From the Top: IBM's Andrew Baker - SMB, green and the direct machine

From the Top: IBM's Andrew Baker - SMB, green and the direct machine

IBM gives a view on Dell, green computing and SMB markets for the channel

In the second part of an in-depth interview with ARN's BRIAN CORRIGAN, IBM's Andrew Baker, talks about partner opportunities, the environment and Dell in the channel.

From a business perspective, what do you think are the big opportunities for your partners today? Andrew Baker, (AB): Providing solutions into SMB. That market here by our definition [sub-1000 seats] is worth more than $8 billion and it's growing up to 6 per cent. It's a large opportunity and those customers are buying solutions - nearly three-quarters of SMB spend is in solution as opposed to point products. That's a trend that has been ongoing for some time so our strategy to address the solution opportunity in SMB is around a couple of areas. The first is connecting ISVs with resellers or systems integrators to provide the opportunity for partners to complete their client value proposition. We have an ISV group that focuses on ISVs of all sizes and national origins; and we have a developer relations group that is working specifically with ISVs around porting their applications to IBM platform or Linux.
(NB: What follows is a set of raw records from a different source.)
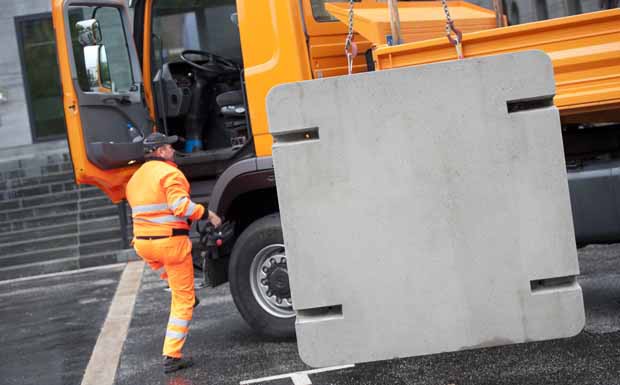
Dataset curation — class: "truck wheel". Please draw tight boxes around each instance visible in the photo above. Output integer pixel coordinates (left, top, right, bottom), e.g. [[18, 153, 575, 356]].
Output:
[[228, 214, 295, 337]]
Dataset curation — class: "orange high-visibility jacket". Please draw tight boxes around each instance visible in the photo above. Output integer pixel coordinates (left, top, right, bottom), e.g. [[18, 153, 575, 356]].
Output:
[[126, 160, 205, 236]]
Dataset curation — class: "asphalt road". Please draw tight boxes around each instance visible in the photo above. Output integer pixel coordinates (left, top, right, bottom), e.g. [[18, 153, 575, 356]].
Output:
[[0, 245, 620, 385], [0, 265, 123, 385], [116, 245, 620, 385]]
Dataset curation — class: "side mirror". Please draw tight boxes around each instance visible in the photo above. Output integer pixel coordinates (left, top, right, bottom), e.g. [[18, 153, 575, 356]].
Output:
[[75, 19, 103, 47]]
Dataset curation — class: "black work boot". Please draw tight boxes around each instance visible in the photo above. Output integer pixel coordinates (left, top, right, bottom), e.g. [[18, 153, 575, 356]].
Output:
[[164, 356, 194, 373]]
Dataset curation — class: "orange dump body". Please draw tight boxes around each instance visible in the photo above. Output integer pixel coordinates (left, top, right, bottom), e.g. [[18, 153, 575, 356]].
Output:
[[325, 1, 496, 44], [366, 6, 620, 123]]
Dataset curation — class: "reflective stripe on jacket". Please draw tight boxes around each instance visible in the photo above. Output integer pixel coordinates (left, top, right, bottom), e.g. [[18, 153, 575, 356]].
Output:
[[126, 160, 205, 236]]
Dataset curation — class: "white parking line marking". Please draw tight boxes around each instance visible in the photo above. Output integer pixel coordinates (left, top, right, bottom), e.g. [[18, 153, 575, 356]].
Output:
[[291, 373, 312, 385], [0, 262, 126, 285], [239, 365, 355, 385], [82, 261, 144, 385]]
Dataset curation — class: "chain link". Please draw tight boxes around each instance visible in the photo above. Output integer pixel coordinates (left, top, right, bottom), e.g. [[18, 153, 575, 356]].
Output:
[[344, 0, 354, 75], [441, 0, 463, 59]]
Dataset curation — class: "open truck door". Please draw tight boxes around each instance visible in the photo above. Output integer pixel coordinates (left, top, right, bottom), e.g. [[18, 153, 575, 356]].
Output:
[[52, 0, 151, 202]]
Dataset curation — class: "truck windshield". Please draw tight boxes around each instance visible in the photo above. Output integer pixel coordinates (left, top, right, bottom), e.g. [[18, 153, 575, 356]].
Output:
[[152, 0, 242, 65]]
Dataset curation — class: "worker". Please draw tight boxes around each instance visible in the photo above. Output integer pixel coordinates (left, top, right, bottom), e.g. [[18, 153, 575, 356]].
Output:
[[126, 132, 221, 373]]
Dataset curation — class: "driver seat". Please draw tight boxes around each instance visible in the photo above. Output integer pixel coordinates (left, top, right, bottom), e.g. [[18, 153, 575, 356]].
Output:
[[215, 90, 247, 148]]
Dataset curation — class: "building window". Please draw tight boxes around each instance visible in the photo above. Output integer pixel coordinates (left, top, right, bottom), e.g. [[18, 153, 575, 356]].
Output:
[[536, 0, 549, 20], [15, 13, 66, 142]]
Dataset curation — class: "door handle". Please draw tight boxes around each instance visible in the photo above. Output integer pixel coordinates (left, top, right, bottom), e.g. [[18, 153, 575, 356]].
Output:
[[101, 96, 131, 106]]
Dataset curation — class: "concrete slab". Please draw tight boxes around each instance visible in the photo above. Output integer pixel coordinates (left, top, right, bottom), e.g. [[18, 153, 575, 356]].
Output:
[[267, 51, 585, 366]]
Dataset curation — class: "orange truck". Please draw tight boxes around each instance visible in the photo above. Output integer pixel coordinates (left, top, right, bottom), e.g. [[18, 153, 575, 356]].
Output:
[[52, 0, 620, 336]]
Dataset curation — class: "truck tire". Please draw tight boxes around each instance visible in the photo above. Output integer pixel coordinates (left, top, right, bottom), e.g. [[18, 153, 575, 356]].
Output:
[[228, 213, 295, 338]]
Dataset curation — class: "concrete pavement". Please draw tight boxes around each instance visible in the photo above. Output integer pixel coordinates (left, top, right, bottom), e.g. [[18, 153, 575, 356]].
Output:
[[0, 265, 124, 385]]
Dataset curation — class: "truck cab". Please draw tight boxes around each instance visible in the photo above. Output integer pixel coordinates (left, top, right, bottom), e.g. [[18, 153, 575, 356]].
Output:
[[52, 0, 374, 336]]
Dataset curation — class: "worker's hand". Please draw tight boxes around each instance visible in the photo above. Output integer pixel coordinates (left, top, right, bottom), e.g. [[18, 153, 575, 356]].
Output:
[[207, 210, 222, 229]]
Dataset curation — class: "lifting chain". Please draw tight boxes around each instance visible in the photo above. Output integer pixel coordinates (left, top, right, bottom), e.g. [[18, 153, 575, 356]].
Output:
[[344, 0, 357, 75], [441, 0, 463, 59]]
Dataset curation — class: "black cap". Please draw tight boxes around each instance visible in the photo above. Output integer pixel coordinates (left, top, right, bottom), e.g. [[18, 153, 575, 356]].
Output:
[[142, 132, 179, 152]]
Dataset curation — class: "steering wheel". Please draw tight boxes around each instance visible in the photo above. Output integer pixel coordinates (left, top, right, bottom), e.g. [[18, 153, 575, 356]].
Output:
[[181, 49, 239, 74]]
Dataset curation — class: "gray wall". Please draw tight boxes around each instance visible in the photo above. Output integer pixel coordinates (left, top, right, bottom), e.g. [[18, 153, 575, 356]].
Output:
[[0, 0, 51, 148]]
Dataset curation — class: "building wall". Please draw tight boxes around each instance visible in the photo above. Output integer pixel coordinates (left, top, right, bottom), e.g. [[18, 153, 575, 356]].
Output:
[[0, 0, 51, 148]]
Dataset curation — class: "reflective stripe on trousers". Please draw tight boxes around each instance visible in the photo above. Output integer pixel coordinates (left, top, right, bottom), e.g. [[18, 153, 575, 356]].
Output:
[[134, 236, 195, 357]]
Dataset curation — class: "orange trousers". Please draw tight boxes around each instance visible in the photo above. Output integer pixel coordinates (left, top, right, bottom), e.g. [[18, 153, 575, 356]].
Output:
[[134, 236, 195, 358]]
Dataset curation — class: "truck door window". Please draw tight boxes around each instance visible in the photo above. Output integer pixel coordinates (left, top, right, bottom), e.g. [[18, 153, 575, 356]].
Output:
[[152, 0, 241, 67], [310, 0, 361, 22], [69, 7, 135, 93]]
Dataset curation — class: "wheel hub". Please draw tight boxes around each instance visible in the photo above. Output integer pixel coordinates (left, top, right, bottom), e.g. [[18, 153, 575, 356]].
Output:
[[261, 257, 291, 301], [250, 244, 295, 318]]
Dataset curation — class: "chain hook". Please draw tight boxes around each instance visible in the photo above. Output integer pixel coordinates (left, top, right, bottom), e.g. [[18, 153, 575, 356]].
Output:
[[344, 0, 357, 75], [441, 0, 463, 59]]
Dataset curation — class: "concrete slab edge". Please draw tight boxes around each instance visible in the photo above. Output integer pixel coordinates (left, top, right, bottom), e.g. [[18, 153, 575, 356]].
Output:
[[82, 261, 144, 385]]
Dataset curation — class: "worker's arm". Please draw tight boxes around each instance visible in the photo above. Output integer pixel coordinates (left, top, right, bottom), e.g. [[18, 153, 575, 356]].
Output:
[[162, 171, 222, 227], [161, 171, 208, 221]]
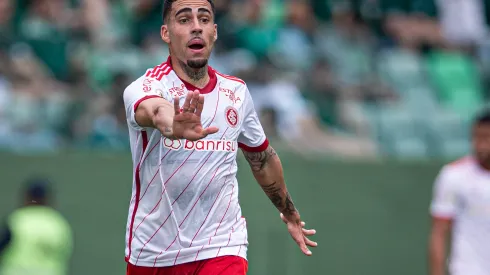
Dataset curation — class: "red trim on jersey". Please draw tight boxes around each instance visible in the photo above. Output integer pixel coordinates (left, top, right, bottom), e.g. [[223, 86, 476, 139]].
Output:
[[449, 156, 473, 166], [432, 214, 453, 222], [126, 131, 148, 262], [188, 151, 231, 247], [215, 71, 245, 85], [238, 139, 269, 153], [135, 210, 174, 264], [214, 184, 235, 236], [134, 95, 161, 112], [167, 56, 218, 94]]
We are headed increasingly into a world where applications lead and solutions are increasingly designed for specific vertical markets. Major vendors like IBM and Microsoft have a huge role to play in putting resellers in touch with developers. What progress is being made? AB: It's not a project you ever complete and it needs continual focus. We don't set out to act as a marriage broker but we do look to create situations for partners to work together. One challenge is that the client base and taste is constantly changing. There has been substantial consolidation in the ISV space during the past couple of years so there are changes in ownership and that tends to unsettle relationships. That is challenging for the partners involved to stay wed, as it were. Our challenge is to stay focused on the task. Over the last year or so there have been a series of opportunities where we have brought organisations together through speed-dating sessions and PartnerWorld is largely focused on that activity.

The other thing we are driving into that market is Express Advantage. We launched Express back in 2002 as our strategy for SMB. Australia was one of 15 countries around the world to launch Express Advantage in April of this year. That is designed to make sure we have the right offerings for SMB delivered to clients that are in the market for those opportunities, through the company that they prefer to buy from, which we know is business partners. In many cases, while we are seeing commercial success, they are probably acting as door openers as often as not. We are able to equip partners with hardware, software and services combinations that they can take to their customers as IBM certified offerings, which I think is a good strategy.

Are you seeing greater interest from integrators to form alliances with software developers? AB: Absolutely. I think it's fair to say the reseller community has realised that it's time to move into solutions or services in some way and, of course, most have. That's been a progression over the past five years really. There's no doubt that traditional hardware-only resellers are largely a thing of the past.

There's a lot of environmental hype in the market at the moment, but do you think it is genuinely a factor in purchasing decisions? AB: Yes I do, because clients, especially those that are publicly listed, have a commercial need to do something about the environment, and to be seen to be making a contribution. There are all sorts of corporate social responsibility indices running. Corporations, large or small, are looking for a response; that might be something as simple as improving their power usage in the datacentre, which offers attractive savings; or, it might be a green asset recovery service. We are working on channel-enabling one at the moment through our Global Financing organisation.

There's a lot of talk at the moment about the possibility of Dell launching a broad channel strategy. Do you expect to see that soon and, if so, what impact will it have on the market? AB: Dell has been the one vendor that has been completely outside of the channel for reasons of their own and resellers have long distrusted them for obvious reasons. Business partners are cautious about vendor decisions and whether they are in or out of the channel business. I would imagine any business partner would be thoughtful about a relationship with Dell.